ABUJA (AFP) - International medical aid group Doctors Without Borders said Thursday that 1,500 children in a mining village in northwest Nigeria have suffered lead-poisoning and are not receiving care.
"1,500 children are currently lead-poisoned but are not receiving treatment because it is impossible to deliver effective treatment while they still live in contaminated homes," the group's head of mission in Nigeria, Ivan Gayton, said.
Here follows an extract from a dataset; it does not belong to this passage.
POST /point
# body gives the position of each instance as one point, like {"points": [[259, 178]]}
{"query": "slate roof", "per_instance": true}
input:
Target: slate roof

Those children that need treatment are mostly in Bajega village in Zamfara state, he said.
"There are 4,000 children who have been exposed. 2,500 are under treatment because their villages have been remediated," he told reporters in Abuja at the end of a two-day international conference on ending the lead poisoning epidemic.
Geneva-based Doctors Without Borders (Medecins Sans Frontieres) spends over $5 million yearly to treat people affected by lead poisoning which has killed more than 400 children in northern Nigeria since 2010, Gayton earlier told AFP.
The Abuja conference was jointly organised by the medical aid group, the Nigerian Centre for Disease Control and Prevention and the health ministry.
"The expertise that is here today has shown that it is possible to do the medical treatment. It is possible to do the environmental remediation and it is possible to do safer mining," said Gayton, a Canadian.
"We need not die in search of livelihood. It can be done safely."
Human Rights Watch (HRW) said in a statement that lead poisoning in Zamfara was one of the "worst such crises in modern history."
The deaths, affecting children working in artisanal gold mines and those living in surrounding communities, arose from an unusually high concentration of lead in the region's soil, HRW said.
Lead has been dispersed in the villages by the processing of ore for gold extraction. Illicit gold mining is more lucrative than agriculture for the impoverished farming communities.